Constrained vs. Free-form

The two approaches share every module — the only difference is the schema you hand the Generator.

Constrained (Guide 27) Free-form (this guide)
Label Literal["City"] (fixed) str (open)
Node types One subclass per type One generic node
Graph schema You define it The model discovers it
Decoding Picks among known types Emits any label string
Best for Known domain, typed queries Exploration, unknown corpora
Risk Misses types you didn't model Label drift / inconsistency

Neither is "better" — they're the two ends of a dial. Free-form maximizes coverage (nothing is excluded by your schema) at the cost of consistency (the model might say "Person" in one document and "Human" in the next). Constrained is the reverse. A common pattern is to start free-form to learn what's in a corpus, then promote the labels you care about into a constrained schema.

The Generic Schema

The base Entity, Relation, and KnowledgeGraph already carry the right shape. You subclass Entity only to add the properties you want on every node (here name and description), leaving label as the inherited open string:

from typing import List
import synalinks

class Node(synalinks.Entity):
    # `label` is inherited as a plain `str` — the model fills it with
    # the type it discovers ("Person", "Organization", "Concept", ...).
    name: str = synalinks.Field(description="The entity's name / identifier.")
    description: str = synalinks.Field(description="A short description.")

class Edge(synalinks.Relation):
    # `label` inherited as `str` (the relation type). Endpoints are
    # generic Nodes so they carry the same open shape.
    subj: Node = synalinks.Field(description="Source entity.")
    obj: Node = synalinks.Field(description="Target entity.")

class Graph(synalinks.KnowledgeGraph):
    entities: List[Node] = synalinks.Field(description="Entities found in the text.")
    relations: List[Edge] = synalinks.Field(description="Relations found in the text.")

Compared with Guide 27, there is no Union of concrete types and no Literal anywhere. name is still the first content field, so it is still the primary key — two mentions of "Marie Curie" collapse onto one node regardless of the label the model chose.
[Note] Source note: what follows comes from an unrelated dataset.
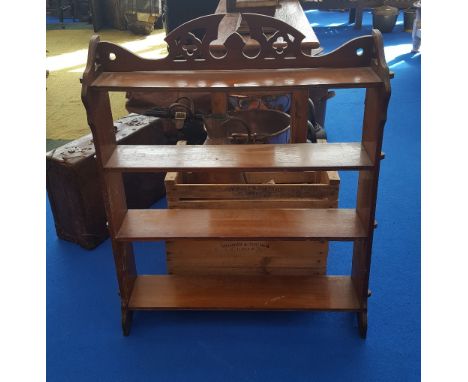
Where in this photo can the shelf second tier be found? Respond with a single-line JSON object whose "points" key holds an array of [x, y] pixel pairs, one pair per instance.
{"points": [[231, 224], [298, 157]]}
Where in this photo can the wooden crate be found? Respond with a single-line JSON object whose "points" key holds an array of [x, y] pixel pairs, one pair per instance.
{"points": [[312, 189]]}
Why Storage Still Works Without Declaring Models

Here is the part that makes free-form practical: you store the result without telling the knowledge base which labels exist. The graph store creates a node table the first time it sees a label, and an edge table the first time it sees a relation type — inferring each table's columns from the data itself.

knowledge_base = synalinks.KnowledgeBase(
    graph_uri="ladybug://discovered.lb",
    embedding_model=embedding_model,
    # No entity_models / relation_models: the labels aren't known yet.
)

This is the division of labor to keep in mind: data models constrain the schema at the generator (constrained decoding), while the store materializes whatever arrives. In Guide 27 the two happened to line up (you declared City, the store made a City table). Here they deliberately don't — the generator is unconstrained, and the store follows the data.

A practical consequence: a graph store's edge table fixes its endpoint types when first created, so a relation label that connects consistent types ("BORN_IN" always Person→Place) stores cleanly, while one that connects wildly different type pairs under the same label is the case to watch. In practice relation types are consistent, so this is rarely a problem — but it's the reason a little label hygiene in your prompt pays off.

Extracting, Storing, and Reading Back

Extraction is one Generator call against the generic Graph, then the same EmbedKnowledgeUpdateKnowledge pair from Guide 27:

inputs = synalinks.Input(data_model=Document)
graph = await synalinks.Generator(
    data_model=Graph,
    language_model=language_model,
    instructions=(
        "Extract every entity and the relations between them. Choose a "
        "concise UPPER_SNAKE_CASE label for each relation and a "
        "PascalCase label for each entity type."
    ),
)(inputs)
embedded = await synalinks.EmbedKnowledge(
    embedding_model=embedding_model,
    in_mask=["name", "description"],
)(graph)
stored = await synalinks.UpdateKnowledge(knowledge_base=knowledge_base)(embedded)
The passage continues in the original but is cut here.